5. Quer isto dizer que a questão da imigração não é relevante? Não, não quer. Não só é relevante como é indissociável, para o melhor e para o pior, do próprio «processo europeu», nos moldes absolutamente trágicos em que o mesmo tem sido desenhado e conduzido, como de resto o João Ramos de Almeida já aqui assinalou. O que não se pode é agitar a questão da imigração (e da sua vertente xenófoba) como sendo a explicação essencial do resultado do referendo e muito menos fazê-lo para afastar os olhares e dissociar esse resultado do desastre europeu, no intuito de proteger e alimentar um otimismo cada vez mais infundado sobre a capacidade de a Europa se regenerar.

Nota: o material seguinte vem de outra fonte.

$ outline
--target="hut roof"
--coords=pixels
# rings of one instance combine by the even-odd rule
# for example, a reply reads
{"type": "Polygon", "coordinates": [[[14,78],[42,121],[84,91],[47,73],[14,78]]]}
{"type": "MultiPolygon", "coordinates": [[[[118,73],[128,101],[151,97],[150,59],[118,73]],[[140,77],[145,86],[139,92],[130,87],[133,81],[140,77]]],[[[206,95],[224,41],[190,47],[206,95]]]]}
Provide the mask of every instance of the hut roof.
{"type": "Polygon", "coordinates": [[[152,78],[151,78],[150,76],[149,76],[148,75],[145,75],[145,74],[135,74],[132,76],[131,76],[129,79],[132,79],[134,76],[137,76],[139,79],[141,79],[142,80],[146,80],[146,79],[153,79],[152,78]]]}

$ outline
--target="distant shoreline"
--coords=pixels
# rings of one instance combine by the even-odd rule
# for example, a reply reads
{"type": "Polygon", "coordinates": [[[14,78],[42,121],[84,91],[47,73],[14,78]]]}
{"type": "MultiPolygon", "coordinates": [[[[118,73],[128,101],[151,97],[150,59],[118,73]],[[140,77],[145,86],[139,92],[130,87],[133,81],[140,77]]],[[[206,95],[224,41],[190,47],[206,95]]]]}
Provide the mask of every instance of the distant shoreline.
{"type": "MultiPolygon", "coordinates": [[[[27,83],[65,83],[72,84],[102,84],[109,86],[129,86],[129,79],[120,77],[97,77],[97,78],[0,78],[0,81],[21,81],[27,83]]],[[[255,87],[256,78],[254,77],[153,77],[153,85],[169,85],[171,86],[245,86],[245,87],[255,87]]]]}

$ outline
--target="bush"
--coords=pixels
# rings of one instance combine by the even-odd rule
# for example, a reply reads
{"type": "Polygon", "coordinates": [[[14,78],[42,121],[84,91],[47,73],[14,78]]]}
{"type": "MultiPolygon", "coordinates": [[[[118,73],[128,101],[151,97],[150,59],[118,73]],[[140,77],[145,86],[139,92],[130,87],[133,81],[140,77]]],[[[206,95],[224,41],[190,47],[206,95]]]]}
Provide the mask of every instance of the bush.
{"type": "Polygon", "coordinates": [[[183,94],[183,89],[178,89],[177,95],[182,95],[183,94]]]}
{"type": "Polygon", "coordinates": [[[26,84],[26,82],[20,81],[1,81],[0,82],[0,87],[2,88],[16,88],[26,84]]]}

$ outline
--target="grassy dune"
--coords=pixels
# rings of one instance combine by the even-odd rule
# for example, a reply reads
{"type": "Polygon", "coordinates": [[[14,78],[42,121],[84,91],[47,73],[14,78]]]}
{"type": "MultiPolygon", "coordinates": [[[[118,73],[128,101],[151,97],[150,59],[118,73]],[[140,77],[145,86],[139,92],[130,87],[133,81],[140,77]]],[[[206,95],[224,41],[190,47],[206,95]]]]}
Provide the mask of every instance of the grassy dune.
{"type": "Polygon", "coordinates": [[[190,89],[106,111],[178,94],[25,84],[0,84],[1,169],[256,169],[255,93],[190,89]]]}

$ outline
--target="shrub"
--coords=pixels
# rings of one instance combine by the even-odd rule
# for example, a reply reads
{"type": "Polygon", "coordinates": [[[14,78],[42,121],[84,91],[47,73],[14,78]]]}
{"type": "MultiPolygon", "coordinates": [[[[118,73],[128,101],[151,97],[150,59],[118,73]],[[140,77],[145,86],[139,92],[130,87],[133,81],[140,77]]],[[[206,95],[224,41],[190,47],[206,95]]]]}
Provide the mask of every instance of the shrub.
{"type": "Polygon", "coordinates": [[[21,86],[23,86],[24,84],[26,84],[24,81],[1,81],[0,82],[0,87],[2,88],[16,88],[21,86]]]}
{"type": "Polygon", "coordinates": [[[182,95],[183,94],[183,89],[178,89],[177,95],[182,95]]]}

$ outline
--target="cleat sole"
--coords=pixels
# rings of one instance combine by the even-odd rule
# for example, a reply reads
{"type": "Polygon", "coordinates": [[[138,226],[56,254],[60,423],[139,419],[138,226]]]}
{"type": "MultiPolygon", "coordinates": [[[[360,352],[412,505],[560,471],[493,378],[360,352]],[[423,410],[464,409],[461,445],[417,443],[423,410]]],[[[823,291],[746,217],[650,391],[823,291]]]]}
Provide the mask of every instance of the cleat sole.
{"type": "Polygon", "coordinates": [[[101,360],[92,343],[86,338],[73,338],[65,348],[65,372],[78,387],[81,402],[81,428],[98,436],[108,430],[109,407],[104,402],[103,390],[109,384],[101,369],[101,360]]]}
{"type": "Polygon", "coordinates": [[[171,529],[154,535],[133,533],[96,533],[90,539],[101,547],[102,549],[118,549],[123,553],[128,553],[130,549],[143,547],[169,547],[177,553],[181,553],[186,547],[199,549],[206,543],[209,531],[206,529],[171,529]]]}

6. De facto, quando raspamos o «verniz sociológico» simplista (o tal das linearidades entre voto jovem e multiculturalismo ou entre voto grisalho e aversão aos imigrantes, por exemplo), surge uma teia de questões bastante mais complexa e que se presta pouco a leituras intuitivas. Um idoso que vota a favor do «Leave» tanto o pode fazer por considerar que a Europa deixou de constituir um espaço de internacionalismo progressista e solidário, como o pode fazer por um simples nacionalismo saudosista e xenófobo. Tal como um jovem tanto pode ter votado «Remain» porque continua a acreditar no projeto europeu, como o fazer apenas por não conseguir conceber um enquadramento diferente para a sua vida quotidiana (apesar de reconhecer o fracasso europeu e os danos que o mesmo produz). Como lembrava há uns dias o João Rodrigues, nacionalismos há muitos (e internacionalismos também).